Since students are no longer receiving the educational experience Emory’s tuition once covered, the current semester’s many deficiencies merit a sympathetic response from the University. However, Emory’s failure to lower tuition is not only completely unjustified but also illuminates a larger issue concerning the inflexibility of university endowments.
Colleges with massive endowments, such as Emory, should be able to reduce tuition for their students following the circumstances caused by the pandemic. However, given the uncompromising nature of college endowments, students should not anticipate a tuition reduction and should instead demand reform of the limitations that hinder the operations of college endowments.
As of 2019, Emory’s endowment totaled $7.94 billion, but using that money is much more complex than tapping into a trust fund. College endowments are extraordinarily rigid and ill-suited to handle emergencies such as those caused by COVID-19. According to Liz Clark, vice president for policy and research for the National Association of College and University Business Officers, endowments are designed to be used “in perpetuity,” meaning that colleges can’t spend too much during any given academic year or on any particular department. Doing so risks “legal jeopardy with their donors, who expect them to maintain those funds for the long-term” and often stipulate how the money is distributed or if it is to be invested instead. In fact, the overwhelming majority of endowment money is invested.

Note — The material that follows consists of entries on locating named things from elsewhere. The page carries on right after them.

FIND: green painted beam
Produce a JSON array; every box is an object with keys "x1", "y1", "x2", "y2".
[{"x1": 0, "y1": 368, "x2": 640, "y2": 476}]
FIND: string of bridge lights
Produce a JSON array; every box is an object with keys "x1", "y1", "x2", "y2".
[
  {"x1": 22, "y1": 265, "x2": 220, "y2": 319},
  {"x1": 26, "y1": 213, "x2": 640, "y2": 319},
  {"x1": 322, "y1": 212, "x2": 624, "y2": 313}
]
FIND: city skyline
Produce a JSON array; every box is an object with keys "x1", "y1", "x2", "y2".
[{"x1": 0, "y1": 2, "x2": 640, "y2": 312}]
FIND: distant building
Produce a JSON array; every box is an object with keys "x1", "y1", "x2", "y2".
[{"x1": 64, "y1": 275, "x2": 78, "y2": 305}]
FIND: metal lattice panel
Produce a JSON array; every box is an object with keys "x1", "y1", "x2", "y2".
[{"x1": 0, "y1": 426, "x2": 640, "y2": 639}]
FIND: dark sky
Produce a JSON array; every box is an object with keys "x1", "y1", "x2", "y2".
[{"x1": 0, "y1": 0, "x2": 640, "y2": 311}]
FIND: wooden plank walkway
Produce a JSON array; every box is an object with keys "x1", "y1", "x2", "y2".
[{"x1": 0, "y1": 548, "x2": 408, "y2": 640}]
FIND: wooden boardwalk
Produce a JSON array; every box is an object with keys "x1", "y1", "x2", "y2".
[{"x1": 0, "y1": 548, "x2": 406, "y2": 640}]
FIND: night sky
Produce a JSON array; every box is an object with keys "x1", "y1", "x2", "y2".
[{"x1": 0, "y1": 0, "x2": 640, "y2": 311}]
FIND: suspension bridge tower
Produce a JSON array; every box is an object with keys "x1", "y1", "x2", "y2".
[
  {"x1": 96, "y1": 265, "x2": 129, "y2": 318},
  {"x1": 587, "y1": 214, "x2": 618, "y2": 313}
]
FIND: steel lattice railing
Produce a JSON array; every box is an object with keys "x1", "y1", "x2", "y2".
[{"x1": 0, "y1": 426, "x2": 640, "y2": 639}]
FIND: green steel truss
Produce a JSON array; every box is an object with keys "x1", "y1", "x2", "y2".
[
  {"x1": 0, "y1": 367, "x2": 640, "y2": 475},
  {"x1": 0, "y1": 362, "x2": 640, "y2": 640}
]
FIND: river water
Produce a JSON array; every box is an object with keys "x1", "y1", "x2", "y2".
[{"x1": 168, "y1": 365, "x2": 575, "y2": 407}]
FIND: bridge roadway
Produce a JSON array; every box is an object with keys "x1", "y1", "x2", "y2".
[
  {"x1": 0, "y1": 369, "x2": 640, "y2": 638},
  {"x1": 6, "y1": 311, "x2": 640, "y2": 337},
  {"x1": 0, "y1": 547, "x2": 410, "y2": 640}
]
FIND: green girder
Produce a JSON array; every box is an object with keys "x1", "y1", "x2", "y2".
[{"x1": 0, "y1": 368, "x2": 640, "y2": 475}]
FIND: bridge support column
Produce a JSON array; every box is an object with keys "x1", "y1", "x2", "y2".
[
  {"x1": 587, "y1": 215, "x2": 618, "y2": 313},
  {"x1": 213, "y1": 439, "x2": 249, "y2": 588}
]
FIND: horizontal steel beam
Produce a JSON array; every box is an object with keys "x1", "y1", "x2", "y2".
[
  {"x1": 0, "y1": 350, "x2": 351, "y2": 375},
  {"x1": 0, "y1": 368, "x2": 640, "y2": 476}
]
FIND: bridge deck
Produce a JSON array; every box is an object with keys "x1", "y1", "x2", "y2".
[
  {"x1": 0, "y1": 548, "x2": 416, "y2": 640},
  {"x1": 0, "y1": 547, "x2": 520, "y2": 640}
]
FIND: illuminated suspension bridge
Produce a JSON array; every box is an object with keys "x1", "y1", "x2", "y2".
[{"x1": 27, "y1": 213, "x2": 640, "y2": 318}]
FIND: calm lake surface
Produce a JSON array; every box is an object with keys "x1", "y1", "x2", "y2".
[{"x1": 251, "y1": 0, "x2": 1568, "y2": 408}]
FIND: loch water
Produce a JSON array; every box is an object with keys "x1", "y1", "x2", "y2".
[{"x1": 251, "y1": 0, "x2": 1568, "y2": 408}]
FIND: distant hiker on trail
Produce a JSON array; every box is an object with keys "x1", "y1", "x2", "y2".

As a result, redesignating endowment funds is often costly, time-intensive and sometimes even contractually forbidden as colleges are “legally obligated to adhere to the terms of gifts that have been contributed as endowment.”
Emory’s endowment is no different. Although Emory’s restricted endowment makes a tuition reduction highly unlikely, the implications are distressing in light of the U.S. economy’s tribulations. As the U.S. stands at an 8.4% unemployment rate as of August 2020, families have endured financial struggles which could render more students eligible for substantial financial aid. If restrictions on Emory’s endowment are unable to meet student financial aid demands, consequences far surpassing unfair tuition prices will result as student financial aid packages may be severely impacted and some students may not even be able to continue attending Emory.
While Emory must oblige the contractual agreements and legal expectations set in place by endowment donors, members of the Emory community can and should voice their disapproval of the heavy restrictions that prevent the endowment from mitigating students’ financial needs. The pandemic is far from over, and the endowment’s shortcomings suggest an ill-fated trajectory of financial burdens for all students. Students must decide whether they are willing to put up with an outdated system that demands unfair tuition prices at the expense of their own financial stability.
Juliana Martinez (24C) is from Angwin, California.